Multi-Agent Reinforcement Learning: Analysis and Application
With the increasing availability of data and the rise of networked systems such as autonomous vehicles, drones, and smart girds, the application of data-driven, machine learning methods with multi-agents systems have become an important topic. In particular, reinforcement learning has gained a lot of popularity due to its similarities with optimal control, with the potential of allowing us to develop optimal control systems using only observed data and without the need for a model of a system's state dynamics. In this thesis work, we explore the application of reinforcement learning with multi-agents systems, which is known as multi-agent reinforcement learning (MARL). We have developed algorithms that address some challenges in the cooperative setting of MARL. We have also done work on better understanding the convergence guarantees of some known multi-agent reinforcement learning algorithms, which combine reinforcement learning with distributed consensus methods. And, with the aim of making MARL better suited to real-world problems, we have also developed algorithms to address some practical challenges with MARL and we have applied MARL on a real-world problem.
In the first part of this thesis, we focus on developing algorithms to address some open problems in MARL. One of these challenges is learning with output feedback, which is known as partial observability in the reinforcement learning literature. One of the main assumptions of reinforcement learning in the singles agent case is that the agent can fully observe the state of the plant it is controlling (we note the “plant" is often referred to as the “environment" in the reinforcement learning literature. We will use these terms interchangeably). In the single agent case this assumption can be reasonable since it only requires one agent to fully observe its environment. In the multi-agent setting, however, this assumption would require all agents to fully observe the state and furthermore since each agent could affect the plant (or environment) with its actions, the assumption would also require that agent's know the actions of other agents. We have also developed algorithms to address practical issues that may arise when applying reinforcement learning (RL) or MARL on large-scale real-world systems. One such algorithm is a distributed reinforcement learning algorithm that allows us to learn in cases where the states and actions are both continuous and of large dimensionality, which is the case for many real-world applications. Without the ability to handle continuous states and actions, many algorithms require discretization, which with high dimensional systems can become impractical. We have also developed a distributed reinforcement learning algorithm that addresses data scalability of RL. By data scalability we mean how to learn from a very large dataset that cannot be efficiently processed by a single agent with limited resources.

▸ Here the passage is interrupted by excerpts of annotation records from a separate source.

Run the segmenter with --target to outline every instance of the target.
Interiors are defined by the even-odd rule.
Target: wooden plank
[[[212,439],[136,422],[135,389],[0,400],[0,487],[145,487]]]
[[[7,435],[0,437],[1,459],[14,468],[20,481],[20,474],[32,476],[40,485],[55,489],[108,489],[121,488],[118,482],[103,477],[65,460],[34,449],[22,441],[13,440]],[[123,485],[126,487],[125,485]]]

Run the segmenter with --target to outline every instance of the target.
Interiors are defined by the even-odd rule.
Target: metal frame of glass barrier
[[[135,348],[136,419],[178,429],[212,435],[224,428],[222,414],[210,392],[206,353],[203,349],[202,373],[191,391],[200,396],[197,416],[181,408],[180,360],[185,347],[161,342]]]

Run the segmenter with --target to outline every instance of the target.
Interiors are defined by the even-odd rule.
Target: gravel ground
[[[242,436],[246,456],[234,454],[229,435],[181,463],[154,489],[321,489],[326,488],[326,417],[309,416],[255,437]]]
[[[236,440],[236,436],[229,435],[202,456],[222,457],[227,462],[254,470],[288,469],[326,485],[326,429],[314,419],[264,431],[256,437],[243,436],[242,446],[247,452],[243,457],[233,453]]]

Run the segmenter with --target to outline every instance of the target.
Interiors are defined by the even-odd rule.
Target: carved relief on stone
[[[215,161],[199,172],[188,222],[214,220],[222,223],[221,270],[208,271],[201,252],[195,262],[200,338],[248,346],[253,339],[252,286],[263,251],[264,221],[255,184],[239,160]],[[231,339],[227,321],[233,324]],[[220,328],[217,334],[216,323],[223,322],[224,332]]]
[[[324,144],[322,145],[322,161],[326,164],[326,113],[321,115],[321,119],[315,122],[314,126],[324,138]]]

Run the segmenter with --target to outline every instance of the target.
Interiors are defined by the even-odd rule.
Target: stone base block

In the second part of this thesis, we provide a finite-sample analysis of some distributed reinforcement learning algorithms. By finite-sample analysis, we mean we provide an upper bound on the squared error of the algorithm for a given iteration of the algorithm. Or equivalently, since each iteration uses one data sample, we provide an upper bound of the squared error for a given number of data samples used. This type of analysis had been missing in the MARL literature, where most works on MARL have only provided asymptotic results for their proposed algorithms, which only tells us how the algorithmic error behaves as the number of samples used goes to infinity.
The third part of this thesis focuses on applications with real-world systems. We have explored a real-world problem, namely transactive energy systems (TES), which can be represented as a multi-agent system. We have applied various reinforcement learning algorithms with the aim of learning an optimal control policy for this system. Through simulations, we have compared the performance of these algorithms and have illustrated the effect of partial observability (output feedback) when compared to full state feedback.
In the last part we present some other work, specifically we present a distributed observer that aims to address learning with output feedback by estimating the state. The proposed algorithm is designed so that we do not require a complete model of state dynamics, and instead we use a parameterized model where the parameters are estimated along with the state.